About Me

 

Prof. Chaim Baskin

I completed my Ph.D. in 2021 at the Technion’s Computer Science Department under the supervision of Prof. Alex Bronstein and Prof. Avi Mendelson. My doctoral research focused on designing deep neural networks that are both efficient and robust—a fundamental challenge in deploying AI systems at scale and in safety-critical environments. As part of this work, I developed training techniques and architectural principles that significantly improve the quantization, sparsity, and adversarial robustness of neural networks, enabling them to perform reliably under constrained resources and real-world perturbations. Several of these contributions are now widely cited and have influenced subsequent research in model compression and efficient inference.

During my Ph.D., I also collaborated closely with Intel Labs and Habana Labs, where I explored hardware-aware optimization techniques for neural networks, particularly for deployment on FPGA and custom AI accelerators.

This industrial experience deepened my interest in bridging deep learning with systems and hardware constraints, shaping much of my future work.

From 2021 to 2022, I conducted my postdoctoral research at the Center for Intelligent Systems at the Technion, continuing to explore graph representation learning, test-time adaptation, and self-supervised learning. I remained at the Technion until 2024 as a Research Associate and Principal Investigator, where I led several projects on multimodal learning and graph neural networks, and mentored graduate students who have since continued to doctoral studies at top institutions or joined research roles in industry.

In 2024, I joined the School of Electrical and Computer Engineering at Ben-Gurion University of the Negev as an Assistant Professor (Senior Lecturer), where I also serve as the Academic Head of Computing. I am the Head of the INSIGHT Lab, which focuses on the intersection of efficient deep learning, geometric machine learning, and multimodal intelligence.
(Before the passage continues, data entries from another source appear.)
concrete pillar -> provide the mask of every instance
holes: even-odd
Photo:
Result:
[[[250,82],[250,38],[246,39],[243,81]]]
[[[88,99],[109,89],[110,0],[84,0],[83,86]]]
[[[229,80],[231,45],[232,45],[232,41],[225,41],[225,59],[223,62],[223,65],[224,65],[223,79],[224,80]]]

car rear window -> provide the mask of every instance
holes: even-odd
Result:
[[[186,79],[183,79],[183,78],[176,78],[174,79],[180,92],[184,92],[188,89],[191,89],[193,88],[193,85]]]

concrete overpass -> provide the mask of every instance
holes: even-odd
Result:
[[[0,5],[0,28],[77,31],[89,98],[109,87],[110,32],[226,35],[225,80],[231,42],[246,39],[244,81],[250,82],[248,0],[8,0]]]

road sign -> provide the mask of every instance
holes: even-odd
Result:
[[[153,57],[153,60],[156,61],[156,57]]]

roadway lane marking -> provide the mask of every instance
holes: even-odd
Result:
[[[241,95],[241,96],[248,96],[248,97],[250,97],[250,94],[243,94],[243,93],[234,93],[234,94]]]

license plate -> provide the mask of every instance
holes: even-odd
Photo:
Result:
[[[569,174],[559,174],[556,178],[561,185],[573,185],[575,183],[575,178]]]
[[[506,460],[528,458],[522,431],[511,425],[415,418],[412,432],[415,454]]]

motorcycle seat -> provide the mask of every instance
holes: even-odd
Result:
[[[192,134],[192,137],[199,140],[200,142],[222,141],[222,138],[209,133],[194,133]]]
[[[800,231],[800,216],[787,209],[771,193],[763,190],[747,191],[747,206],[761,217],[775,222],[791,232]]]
I am also a member of the university’s Data Science Research Center, and a Senior Member of the IEEE.

Over the years, my work has been regularly published in premier venues such as NeurIPS, CVPR, ICLR, ICML, and ICCV, and I have served as an Area Chair or senior program committee member in many of these forums. I have been fortunate to receive funding from competitive national and industrial sources, including the Israel Innovation Authority, Ministry of Science and Technology, and Intel Labs.

🔬 My research interests include:

  • Multimodal Foundation Models – Understanding how to train and adapt large-scale models that integrate vision, language, and other modalities under limited supervision and compute.
  • Graph Neural Networks (GNNs) – Improving the expressivity, scalability, and theoretical understanding of GNNs for dynamic, temporal, and heterogeneous graphs.
  • Resource-Efficient Learning – Studying quantization, sparsity, and test-time optimization techniques that allow modern deep learning models to operate under tight resource, energy, and latency constraints.